Resposta à terceira. — O povo, em que se realiza o costume, pode ter dupla condição. — Se for livre e capaz de legislar, vale mais o consenso de toda a multidão, para o fim de se observar alguma disposição manifestada pelo costume, do que a autoridade do chefe, que não tem o poder de legislar senão enquanto representa a personalidade do povo. Por onde, embora pessoas singulares não possam legislar, contudo a totalidade do povo o pode. — Outro caso é o do povo que não tem poder livre de legislar para si ou de remover a lei estabelecida por um poder superior. Em tal caso, contudo, o próprio costume, que prevalece na multidão, obtém força de lei, por ser tolerado por aqueles a quem pertence impor a lei ao povo. Pois, por isso mesmo são considerados como tendo aprovado o que o costume introduziu.
(II Polit., lect. XII).
O segundo discute-se assim. — Parece que a lei humana há de sempre ser mudada quando aparecerem melhores instituições.

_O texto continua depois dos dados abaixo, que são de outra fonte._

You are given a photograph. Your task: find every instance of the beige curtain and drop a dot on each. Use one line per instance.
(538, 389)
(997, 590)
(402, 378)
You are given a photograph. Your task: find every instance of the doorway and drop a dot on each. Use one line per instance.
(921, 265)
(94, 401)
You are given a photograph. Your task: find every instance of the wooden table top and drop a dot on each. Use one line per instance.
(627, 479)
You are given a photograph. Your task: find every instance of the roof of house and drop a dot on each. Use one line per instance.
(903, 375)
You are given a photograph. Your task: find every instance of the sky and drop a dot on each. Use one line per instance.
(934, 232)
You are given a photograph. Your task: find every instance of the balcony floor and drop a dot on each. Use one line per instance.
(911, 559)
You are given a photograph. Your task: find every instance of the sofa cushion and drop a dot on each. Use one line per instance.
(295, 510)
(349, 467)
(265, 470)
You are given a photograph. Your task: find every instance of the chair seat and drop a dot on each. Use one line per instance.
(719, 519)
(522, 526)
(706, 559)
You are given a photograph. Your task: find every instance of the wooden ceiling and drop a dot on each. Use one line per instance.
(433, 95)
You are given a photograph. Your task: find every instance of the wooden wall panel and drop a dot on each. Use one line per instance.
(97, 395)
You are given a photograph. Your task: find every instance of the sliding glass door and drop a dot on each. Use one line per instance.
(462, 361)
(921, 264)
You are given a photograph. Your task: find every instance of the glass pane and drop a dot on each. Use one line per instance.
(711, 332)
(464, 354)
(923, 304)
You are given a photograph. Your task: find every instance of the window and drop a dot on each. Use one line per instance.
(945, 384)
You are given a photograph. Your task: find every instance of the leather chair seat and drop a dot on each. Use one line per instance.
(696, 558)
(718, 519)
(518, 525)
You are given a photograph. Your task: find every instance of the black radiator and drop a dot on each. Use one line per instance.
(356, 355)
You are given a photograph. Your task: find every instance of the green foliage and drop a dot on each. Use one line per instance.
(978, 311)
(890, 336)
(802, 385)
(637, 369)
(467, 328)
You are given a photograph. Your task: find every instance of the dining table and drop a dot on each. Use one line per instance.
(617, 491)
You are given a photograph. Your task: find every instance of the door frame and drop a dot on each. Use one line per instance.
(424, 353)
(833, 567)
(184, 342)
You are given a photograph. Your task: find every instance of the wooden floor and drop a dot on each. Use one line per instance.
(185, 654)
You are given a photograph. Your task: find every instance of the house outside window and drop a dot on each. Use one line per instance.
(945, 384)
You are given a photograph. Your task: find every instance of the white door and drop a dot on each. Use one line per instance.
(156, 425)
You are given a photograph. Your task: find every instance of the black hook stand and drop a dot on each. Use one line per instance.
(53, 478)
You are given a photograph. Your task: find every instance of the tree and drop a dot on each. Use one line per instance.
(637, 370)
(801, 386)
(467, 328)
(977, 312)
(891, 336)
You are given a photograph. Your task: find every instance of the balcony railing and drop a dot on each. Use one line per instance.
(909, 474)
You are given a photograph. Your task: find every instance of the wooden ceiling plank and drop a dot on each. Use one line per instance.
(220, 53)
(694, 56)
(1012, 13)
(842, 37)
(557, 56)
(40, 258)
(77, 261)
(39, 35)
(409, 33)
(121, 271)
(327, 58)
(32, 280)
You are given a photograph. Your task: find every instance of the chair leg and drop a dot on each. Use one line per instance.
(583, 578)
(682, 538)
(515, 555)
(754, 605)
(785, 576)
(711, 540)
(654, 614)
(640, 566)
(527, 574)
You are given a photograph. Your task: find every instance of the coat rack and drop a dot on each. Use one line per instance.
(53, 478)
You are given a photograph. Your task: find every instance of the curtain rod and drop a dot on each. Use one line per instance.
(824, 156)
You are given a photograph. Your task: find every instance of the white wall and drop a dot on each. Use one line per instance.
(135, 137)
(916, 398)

1. — Pois, as leis humanas são fundadas na razão humana, assim como também as demais artes. Ora, nestas, muda-se o que estava estabelecido, se aparecer algo de melhor. Logo, o mesmo se deve fazer com as leis humanas.
2. Demais. — Pelo passado podemos prever o futuro. Ora, se as leis humanas não mudassem com a superveniência de melhores instituições, daí resultariam muitos inconvenientes, porque segundo parece, as leis antigas eram muito rudes. Logo, as leis hão-se de mudar, sempre que for possível fazer melhores instituições.
3. Demais. — As leis humanas são feitas para governar atos particulares dos homens. Ora, na ordem dos atos particulares, não podemos alcançar conhecimento perfeito senão pela experiência, que exige tempo, como diz Aristóteles. Logo, parece que, no decurso do tempo, pode ser que ocorra algo de melhor a ser estatuído.
Mas, em contrário, dizem as Decretais: É ridículo e desonra bastante abominável sofrer a destruição das tradições que recebemos, desde a antiguidade, dos nossos antepassados.
Solução. — Como já dissemos (a. 1), a lei humana pode ser retamente mudada, na medida em que essa mudança responda a uma utilidade pública. Mas a mudança, em si mesma, da lei, acarreta um certo detrimento para o bem da comunidade. Porque para a observância da lei contribui muito o costume; a ponto de o que se faz contra o costume geral, embora em si mesmo leve, ser, na verdade, grave. Por onde, mudada, a lei perde da sua força obrigatória, na medida em que se destrói o costume. Portanto, nunca deve ser mudada a lei humana, a menos que, por outro lado, haja compensação, para o bem comum, correlativa à parte de rogada da lei. E isto se dá: ou porque, da nova disposição legal, provém alguma utilidade máxima e evidentíssima; ou porque havia máxima necessidade de mudança; ou porque a lei costumeira continha manifesta iniqüidade ou a sua observância era nociva para muitos. Por isso, o jurisperito diz: No constituir uma nova ordem de coisas deve ser evidente a utilidade para nos afastarmos da lei tida diuturnamente como justa.
Donde a resposta à primeira objeção. — O que pertence à arte tem uma eficácia fundada só na razão; e portanto, sempre que ocorrer qualquer melhora, deve-se mudar o que antes estava estabelecido. Ora, as leis tiram do costume a sua máxima virtude, como diz o Filósofo. De aí o não deverem ser facilmente mudadas.
Resposta à segunda. — A objeção conclui, que as leis se devem mudar; não porém para darem lugar a qualquer melhoria; mas por causa de alguma grande utilidade ou necessidade, como já se disse.
E semelhantemente se deve responder à terceira objeção.